PROJECT SUMMARY
Animals can exhibit goal-directed behaviors in novel environments, despite limited experience
with them. How does the brain make and use inferences about the underlying statistics and
generative structure of environments to guide behavior? The field of reinforcement learning refers
to this capacity as “model-based” reasoning, meaning that it relies on an internal model of the
structure of the world. Critically, this internal model can be used to flexibly estimate the best
actions by mental simulation or planning, without direct experience. In contrast, in “model-free”
reinforcement learning, an agent chooses the best action based on direct experience, without
explicit knowledge of the underlying sequential transition structure of a task or environment.

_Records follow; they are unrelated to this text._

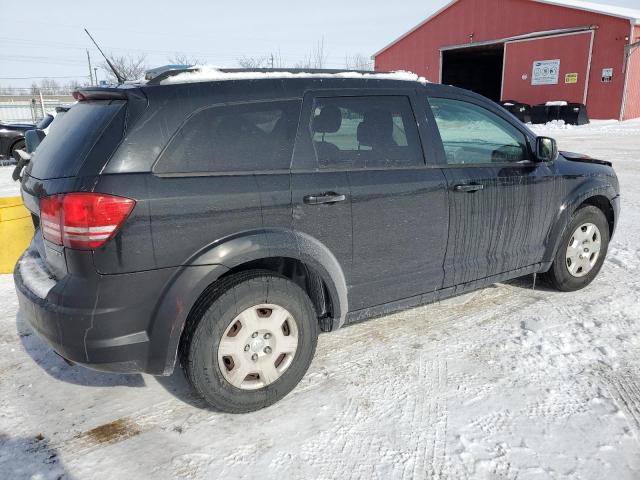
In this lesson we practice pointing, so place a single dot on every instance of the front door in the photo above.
(501, 200)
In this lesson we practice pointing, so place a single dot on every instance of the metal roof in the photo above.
(610, 10)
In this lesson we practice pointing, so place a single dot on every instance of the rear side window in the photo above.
(365, 132)
(474, 135)
(64, 150)
(234, 138)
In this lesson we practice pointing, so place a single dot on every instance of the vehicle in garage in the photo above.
(224, 218)
(532, 51)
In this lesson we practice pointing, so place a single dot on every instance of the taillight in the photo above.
(83, 220)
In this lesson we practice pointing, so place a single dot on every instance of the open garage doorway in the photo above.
(475, 68)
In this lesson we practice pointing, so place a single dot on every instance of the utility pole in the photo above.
(90, 72)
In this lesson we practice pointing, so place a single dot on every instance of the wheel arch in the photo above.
(297, 256)
(593, 192)
(13, 143)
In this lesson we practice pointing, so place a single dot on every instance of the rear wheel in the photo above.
(252, 344)
(582, 250)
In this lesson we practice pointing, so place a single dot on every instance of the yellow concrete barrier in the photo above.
(16, 231)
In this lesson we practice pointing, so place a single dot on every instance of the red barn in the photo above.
(531, 51)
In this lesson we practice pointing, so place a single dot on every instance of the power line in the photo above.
(37, 78)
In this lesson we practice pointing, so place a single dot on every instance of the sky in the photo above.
(49, 41)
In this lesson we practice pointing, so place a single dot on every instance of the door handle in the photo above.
(328, 197)
(468, 187)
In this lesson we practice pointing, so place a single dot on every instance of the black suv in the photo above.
(225, 221)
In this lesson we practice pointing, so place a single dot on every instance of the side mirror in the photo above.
(32, 139)
(546, 149)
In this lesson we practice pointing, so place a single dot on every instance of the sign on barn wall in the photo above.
(570, 78)
(545, 72)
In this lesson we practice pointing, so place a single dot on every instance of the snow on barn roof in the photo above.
(206, 73)
(611, 10)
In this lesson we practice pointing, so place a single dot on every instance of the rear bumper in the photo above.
(99, 321)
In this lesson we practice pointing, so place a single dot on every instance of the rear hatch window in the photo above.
(64, 151)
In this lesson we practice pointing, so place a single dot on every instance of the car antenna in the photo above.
(120, 78)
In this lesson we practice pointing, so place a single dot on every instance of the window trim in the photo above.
(229, 172)
(305, 159)
(489, 106)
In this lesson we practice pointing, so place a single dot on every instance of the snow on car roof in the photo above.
(206, 73)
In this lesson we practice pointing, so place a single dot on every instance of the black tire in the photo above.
(19, 145)
(234, 294)
(558, 275)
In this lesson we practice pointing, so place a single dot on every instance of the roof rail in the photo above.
(157, 80)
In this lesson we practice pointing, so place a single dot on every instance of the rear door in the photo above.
(398, 204)
(501, 201)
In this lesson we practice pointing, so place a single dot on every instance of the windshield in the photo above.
(44, 123)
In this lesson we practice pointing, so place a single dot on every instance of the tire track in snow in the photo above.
(624, 388)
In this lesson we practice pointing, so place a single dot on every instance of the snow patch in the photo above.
(206, 73)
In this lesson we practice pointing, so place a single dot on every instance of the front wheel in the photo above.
(253, 343)
(582, 250)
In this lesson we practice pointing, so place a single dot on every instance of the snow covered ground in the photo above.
(503, 383)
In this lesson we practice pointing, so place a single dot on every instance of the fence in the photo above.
(29, 108)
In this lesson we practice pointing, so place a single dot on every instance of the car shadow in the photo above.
(24, 457)
(178, 386)
(529, 283)
(55, 366)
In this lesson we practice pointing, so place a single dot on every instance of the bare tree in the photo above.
(316, 57)
(358, 62)
(71, 86)
(252, 62)
(184, 59)
(130, 67)
(271, 60)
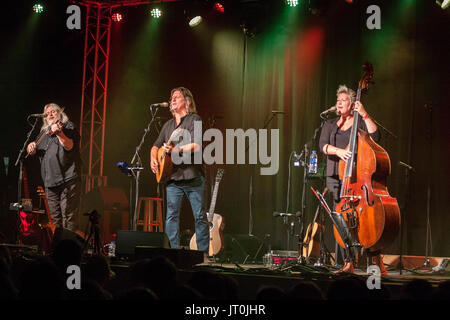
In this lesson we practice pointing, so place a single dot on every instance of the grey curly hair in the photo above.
(62, 116)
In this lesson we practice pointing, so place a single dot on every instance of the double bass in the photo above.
(371, 214)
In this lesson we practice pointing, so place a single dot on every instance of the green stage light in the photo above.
(38, 8)
(444, 4)
(195, 21)
(156, 13)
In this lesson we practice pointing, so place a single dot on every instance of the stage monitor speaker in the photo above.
(182, 258)
(127, 241)
(243, 249)
(443, 266)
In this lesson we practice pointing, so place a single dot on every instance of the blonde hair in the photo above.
(62, 116)
(344, 89)
(187, 95)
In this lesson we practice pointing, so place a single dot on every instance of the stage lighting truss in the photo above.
(156, 13)
(117, 17)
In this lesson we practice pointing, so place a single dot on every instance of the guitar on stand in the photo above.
(43, 197)
(216, 223)
(312, 240)
(48, 229)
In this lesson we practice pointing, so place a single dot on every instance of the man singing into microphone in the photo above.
(59, 154)
(186, 178)
(334, 138)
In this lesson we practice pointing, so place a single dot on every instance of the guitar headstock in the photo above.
(219, 175)
(40, 191)
(363, 84)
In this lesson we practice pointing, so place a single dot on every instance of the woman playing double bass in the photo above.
(334, 139)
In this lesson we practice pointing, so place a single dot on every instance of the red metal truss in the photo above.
(94, 94)
(95, 86)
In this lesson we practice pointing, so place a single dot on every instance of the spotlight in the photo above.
(117, 17)
(156, 13)
(197, 11)
(195, 21)
(38, 8)
(292, 3)
(444, 4)
(219, 7)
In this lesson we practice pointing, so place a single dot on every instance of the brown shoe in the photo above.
(348, 267)
(379, 262)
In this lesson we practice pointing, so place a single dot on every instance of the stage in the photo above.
(251, 278)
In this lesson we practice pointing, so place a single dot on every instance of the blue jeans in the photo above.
(193, 189)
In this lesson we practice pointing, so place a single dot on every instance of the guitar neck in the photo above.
(212, 207)
(353, 139)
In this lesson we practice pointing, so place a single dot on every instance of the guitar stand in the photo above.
(325, 257)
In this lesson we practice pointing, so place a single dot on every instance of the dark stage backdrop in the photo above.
(290, 60)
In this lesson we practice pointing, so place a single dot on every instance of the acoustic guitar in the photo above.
(43, 197)
(311, 241)
(165, 165)
(50, 227)
(216, 223)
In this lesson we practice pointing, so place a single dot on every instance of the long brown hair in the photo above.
(187, 95)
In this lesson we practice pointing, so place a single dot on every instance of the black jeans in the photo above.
(63, 202)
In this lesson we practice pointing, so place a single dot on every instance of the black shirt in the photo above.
(59, 165)
(184, 171)
(332, 135)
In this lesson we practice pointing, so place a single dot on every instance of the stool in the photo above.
(150, 222)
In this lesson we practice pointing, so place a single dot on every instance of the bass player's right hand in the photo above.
(31, 148)
(154, 165)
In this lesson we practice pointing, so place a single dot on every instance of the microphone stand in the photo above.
(302, 215)
(250, 223)
(19, 162)
(136, 168)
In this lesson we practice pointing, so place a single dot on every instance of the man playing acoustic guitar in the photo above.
(186, 178)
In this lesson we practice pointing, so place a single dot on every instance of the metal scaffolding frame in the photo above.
(94, 94)
(95, 86)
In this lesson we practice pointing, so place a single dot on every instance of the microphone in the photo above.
(160, 105)
(38, 115)
(281, 214)
(329, 110)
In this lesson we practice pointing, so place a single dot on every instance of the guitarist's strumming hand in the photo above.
(170, 148)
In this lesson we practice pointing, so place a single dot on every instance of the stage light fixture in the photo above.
(292, 3)
(219, 7)
(444, 4)
(117, 17)
(38, 8)
(156, 13)
(195, 21)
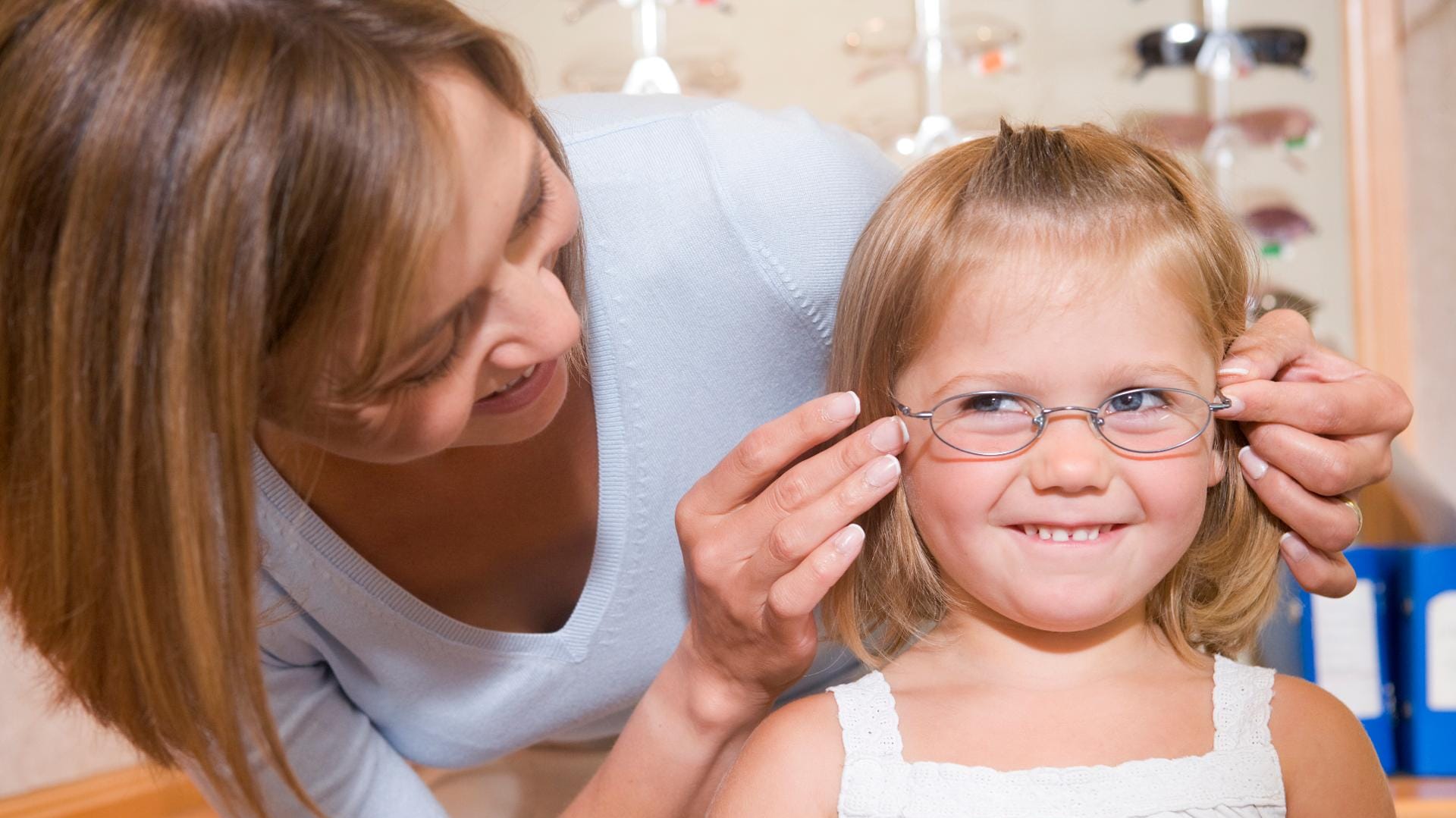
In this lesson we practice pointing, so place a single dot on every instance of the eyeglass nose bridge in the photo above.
(1094, 418)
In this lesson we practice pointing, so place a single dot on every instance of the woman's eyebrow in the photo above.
(433, 331)
(529, 199)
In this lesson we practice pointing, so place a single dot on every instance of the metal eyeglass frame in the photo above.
(1040, 421)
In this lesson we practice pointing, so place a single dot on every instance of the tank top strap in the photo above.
(1241, 705)
(868, 719)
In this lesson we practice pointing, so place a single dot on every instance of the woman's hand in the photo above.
(1320, 427)
(764, 537)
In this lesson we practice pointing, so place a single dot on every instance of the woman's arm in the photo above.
(1329, 767)
(764, 544)
(1320, 425)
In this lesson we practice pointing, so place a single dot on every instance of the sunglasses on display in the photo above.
(1289, 127)
(1277, 227)
(979, 44)
(1180, 44)
(1279, 299)
(579, 9)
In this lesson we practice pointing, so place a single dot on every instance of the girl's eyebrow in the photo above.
(1139, 371)
(977, 379)
(1027, 381)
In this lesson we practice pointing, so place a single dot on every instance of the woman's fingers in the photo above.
(1365, 403)
(1277, 340)
(769, 450)
(1318, 572)
(795, 534)
(1321, 522)
(799, 593)
(1323, 466)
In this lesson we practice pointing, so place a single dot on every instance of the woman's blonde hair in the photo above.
(951, 221)
(187, 186)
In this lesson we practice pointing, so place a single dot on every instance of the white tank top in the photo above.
(1239, 778)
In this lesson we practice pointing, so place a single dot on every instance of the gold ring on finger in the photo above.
(1359, 514)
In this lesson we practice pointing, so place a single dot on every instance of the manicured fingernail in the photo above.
(889, 434)
(1235, 367)
(1293, 547)
(849, 539)
(843, 406)
(883, 471)
(1254, 466)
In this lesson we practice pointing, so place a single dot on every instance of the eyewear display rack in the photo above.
(938, 47)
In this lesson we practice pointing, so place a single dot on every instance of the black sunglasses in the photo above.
(1180, 44)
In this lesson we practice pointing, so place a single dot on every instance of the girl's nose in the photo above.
(1071, 456)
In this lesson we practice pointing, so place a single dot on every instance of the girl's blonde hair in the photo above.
(951, 221)
(188, 186)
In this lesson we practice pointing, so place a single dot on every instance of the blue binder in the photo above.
(1427, 732)
(1347, 645)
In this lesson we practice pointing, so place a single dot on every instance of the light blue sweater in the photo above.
(715, 242)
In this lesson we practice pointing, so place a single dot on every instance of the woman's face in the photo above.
(482, 362)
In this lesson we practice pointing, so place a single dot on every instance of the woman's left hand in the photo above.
(1320, 428)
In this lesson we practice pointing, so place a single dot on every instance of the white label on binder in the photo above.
(1347, 660)
(1440, 651)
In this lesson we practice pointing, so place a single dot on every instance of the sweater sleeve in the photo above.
(800, 193)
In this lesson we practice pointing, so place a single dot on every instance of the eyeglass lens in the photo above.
(1001, 422)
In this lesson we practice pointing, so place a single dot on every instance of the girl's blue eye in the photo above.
(1139, 400)
(990, 402)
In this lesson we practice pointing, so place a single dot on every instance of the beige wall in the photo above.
(1076, 64)
(1430, 121)
(41, 744)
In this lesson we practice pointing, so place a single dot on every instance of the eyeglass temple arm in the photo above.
(908, 412)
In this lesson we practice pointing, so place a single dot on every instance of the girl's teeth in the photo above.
(519, 379)
(1062, 534)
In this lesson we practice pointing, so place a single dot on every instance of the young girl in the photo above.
(1046, 310)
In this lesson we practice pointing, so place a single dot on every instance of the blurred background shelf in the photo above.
(1424, 798)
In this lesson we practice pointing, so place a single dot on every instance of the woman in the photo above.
(343, 230)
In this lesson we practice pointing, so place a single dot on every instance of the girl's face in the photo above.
(484, 356)
(1076, 346)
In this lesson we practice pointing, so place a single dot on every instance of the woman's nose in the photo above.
(1071, 456)
(536, 318)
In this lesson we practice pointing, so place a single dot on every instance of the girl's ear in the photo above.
(1219, 463)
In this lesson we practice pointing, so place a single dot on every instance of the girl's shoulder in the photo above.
(789, 766)
(1326, 756)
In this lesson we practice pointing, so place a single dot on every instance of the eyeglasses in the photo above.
(1181, 42)
(1144, 421)
(1292, 127)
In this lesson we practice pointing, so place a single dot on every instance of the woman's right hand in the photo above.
(764, 537)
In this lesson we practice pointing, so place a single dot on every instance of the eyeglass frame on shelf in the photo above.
(1040, 419)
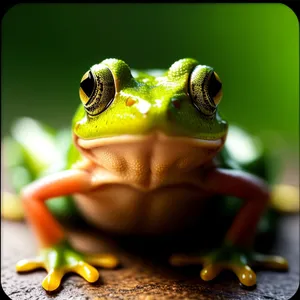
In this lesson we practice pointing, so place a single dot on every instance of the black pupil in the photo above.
(214, 86)
(87, 85)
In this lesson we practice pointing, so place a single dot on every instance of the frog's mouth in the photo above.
(157, 136)
(146, 159)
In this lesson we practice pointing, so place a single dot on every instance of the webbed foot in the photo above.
(62, 259)
(234, 259)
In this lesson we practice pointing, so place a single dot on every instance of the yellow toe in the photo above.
(245, 274)
(86, 271)
(52, 281)
(26, 265)
(210, 271)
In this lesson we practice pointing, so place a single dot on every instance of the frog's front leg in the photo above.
(236, 253)
(56, 254)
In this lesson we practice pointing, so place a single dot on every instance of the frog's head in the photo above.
(179, 102)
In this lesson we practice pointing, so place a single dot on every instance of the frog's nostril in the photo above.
(176, 103)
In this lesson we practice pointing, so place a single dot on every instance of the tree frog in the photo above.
(147, 154)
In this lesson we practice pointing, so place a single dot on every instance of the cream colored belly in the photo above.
(125, 209)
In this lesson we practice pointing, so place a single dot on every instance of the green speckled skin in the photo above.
(161, 103)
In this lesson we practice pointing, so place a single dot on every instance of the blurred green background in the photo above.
(46, 48)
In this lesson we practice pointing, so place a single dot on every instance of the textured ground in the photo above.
(144, 273)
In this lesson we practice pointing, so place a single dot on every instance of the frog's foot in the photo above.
(62, 259)
(233, 259)
(11, 207)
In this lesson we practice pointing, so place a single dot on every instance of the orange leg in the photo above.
(236, 251)
(56, 255)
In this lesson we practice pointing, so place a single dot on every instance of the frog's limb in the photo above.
(56, 255)
(235, 254)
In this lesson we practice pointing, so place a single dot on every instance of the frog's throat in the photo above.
(154, 136)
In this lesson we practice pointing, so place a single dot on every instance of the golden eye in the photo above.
(97, 89)
(205, 89)
(87, 86)
(215, 88)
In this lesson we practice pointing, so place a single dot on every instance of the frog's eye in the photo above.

Model-based and model-free mechanisms coexist in the brain and are mediated by distinct
circuits, although the neural circuit mechanisms by which the brain arbitrates between these
decision systems remains unknown. Theoretical and behavioral studies suggest that human
brains use the system that yields value estimates with the lowest uncertainty. The lateral
orbitofrontal cortex (lOFC) is a compelling candidate to perform arbitration because while it is
implicated in model-based reasoning, for instance by enabling inferences about hidden task
states, it lies upstream of the dorsal striatum, which is critical for both model-based and model-
free decision making. Intriguingly, we have found that lOFC neurons project exclusively to the
dorsolateral striatum (DLS), a region critical for model-free behavior, and not the dorsomedial
striatum (DMS), which is critical for model-based behavior. We hypothesize that projection
specific neural circuits in lOFC arbitrate between these systems by suppressing the model-free
system.
I will use state-of-the-art viral, electrophysiological, and computational methods to
determine whether DLS-projecting lOFC neurons mediate uncertainty-based arbitration between
decision-making systems (Aim 1) and characterize the underlying circuit logic that supports
arbitration (Aim 2). By optogenetically tagging DLS-projecting lOFC neurons I will selectively
characterize and perturb their activity while monitoring the behavioral strategy rats use in a task
with latent structure. To determine how arbitration is instantiated in the dorsal striatum I will
optogenetically activate OFC¿DLS neurons while recording from different genetic cell types in
the striatum, in vivo and in vitro. We predict that OFC¿DLS neurons enable model-based
behavior by activating inhibitory interneurons to suppress the DLS and the model-free system.